Indexing and search are typically implemented by a data store or search engine, although there are in-memory implementations available too. Picking the right implementation depends entirely on your usage. If you're working with ephemeral data of moderate size, an in-memory implementation might suit you best. If you need persistence and already have a data store in your backend, it may support vector search either in its core or via a plugin. There are also dedicated vector databases you can use.
I'm deliberately not identifying any specific data stores or libraries in this post, for two reasons:
I'm not an expert and there are far more qualified opinions than mine that can offer good advice.
The state of the art is evolving quite rapidly and whatever I write here will likely become outdated very soon.
That said, in my experience most implementations support multiple different algorithms and have many options you can tweak to configure performance. Picking the right implementation is probably more about fitting nicely with your existing infrastructure, than it is about agonising over the "right" one.

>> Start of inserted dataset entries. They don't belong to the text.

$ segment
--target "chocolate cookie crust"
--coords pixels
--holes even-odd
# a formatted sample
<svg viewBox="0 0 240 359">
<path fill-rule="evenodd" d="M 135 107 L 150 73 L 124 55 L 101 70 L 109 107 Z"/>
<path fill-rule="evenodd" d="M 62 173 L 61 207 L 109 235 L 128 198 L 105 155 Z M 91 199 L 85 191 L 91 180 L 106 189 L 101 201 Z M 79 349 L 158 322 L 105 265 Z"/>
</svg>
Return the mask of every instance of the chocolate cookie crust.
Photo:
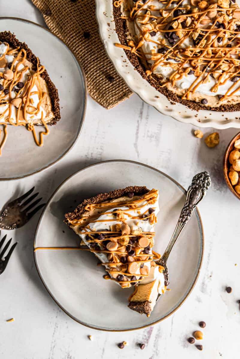
<svg viewBox="0 0 240 359">
<path fill-rule="evenodd" d="M 32 64 L 33 70 L 36 71 L 37 69 L 37 57 L 32 52 L 25 42 L 21 42 L 16 38 L 16 36 L 10 31 L 3 31 L 0 32 L 0 41 L 1 42 L 7 42 L 12 47 L 16 48 L 19 46 L 19 50 L 24 49 L 27 53 L 27 59 Z M 39 66 L 41 65 L 39 60 Z M 58 92 L 56 87 L 51 80 L 46 70 L 40 76 L 44 80 L 47 85 L 51 99 L 52 106 L 52 111 L 54 115 L 54 118 L 52 118 L 48 125 L 55 125 L 57 121 L 61 118 L 60 115 L 60 107 L 59 106 L 59 98 Z"/>
<path fill-rule="evenodd" d="M 122 45 L 128 46 L 126 41 L 126 32 L 127 29 L 126 21 L 125 19 L 121 19 L 122 15 L 120 7 L 116 8 L 114 5 L 114 0 L 112 1 L 113 15 L 115 22 L 115 31 L 118 36 L 119 41 Z M 232 112 L 240 110 L 240 103 L 235 104 L 224 104 L 219 107 L 205 106 L 199 102 L 195 102 L 190 100 L 183 100 L 172 91 L 166 87 L 161 87 L 161 81 L 154 74 L 150 76 L 147 76 L 145 69 L 143 64 L 139 62 L 138 58 L 135 54 L 128 50 L 124 51 L 130 62 L 139 73 L 143 78 L 146 80 L 150 85 L 153 86 L 161 93 L 165 95 L 171 102 L 179 102 L 189 107 L 191 109 L 198 111 L 199 110 L 208 110 L 218 112 Z"/>
<path fill-rule="evenodd" d="M 128 308 L 135 312 L 137 312 L 140 314 L 146 314 L 150 315 L 151 312 L 151 307 L 150 302 L 130 302 L 128 306 Z"/>
<path fill-rule="evenodd" d="M 140 196 L 147 193 L 149 191 L 145 186 L 131 186 L 123 189 L 115 190 L 108 193 L 101 193 L 94 197 L 84 200 L 73 212 L 66 213 L 65 215 L 66 219 L 65 222 L 69 225 L 70 224 L 69 220 L 81 218 L 81 215 L 84 211 L 85 208 L 87 205 L 100 203 L 105 201 L 110 201 L 127 195 L 129 192 L 133 192 L 135 195 Z"/>
</svg>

There are two main concepts at play when it comes to searching vectors.
The first one is distance, which I discussed a bit earlier. I mentioned Euclidean distance, which is the simplest way to measure vector similarity but apparently not the best at finding similar text. For that, cosine similarity works better although to be honest, my limited aptitude for maths prevents me from explaining or even understanding it properly. Something about relative angles, then extrapolating distances from those. 🤷
The other main concept to consider is how to identify nearest neighbours. In other words, given a search space populated with many vectors, how do you find the closest ones according to your distance metric?
Of course, you can just iterate through the entire space and collect nearest neighbours as you go. This is the brute force approach and works well for small datasets, or if indexing latency is more important than search latency. When there are many documents to search though, it may take too long.
Alternatively there's a family of algorithms collectively referred to as approximate nearest neighbour (ANN). Some of these involve constructing hash tables to optimise the process, others divide the search space into subgraphs and collate the results from traversing each one, still others follow an iterative approach of gradually partitioning the data until nearest neighbours are found, and there are hybrid algorithms that combine elements of all three. The cost of these ANN approaches is slower indexing and the payoff is much faster search operations. One of the fastest is called hierarchical navigable small world (HNSW), which is graph-based.
The suggestion I made about embedding models applies here too: experiment with different algorithms using data that is representative of real-world workloads for your application. This stuff is easy to measure and those measurements will be more informative than anything a random blog post from the internet can tell you.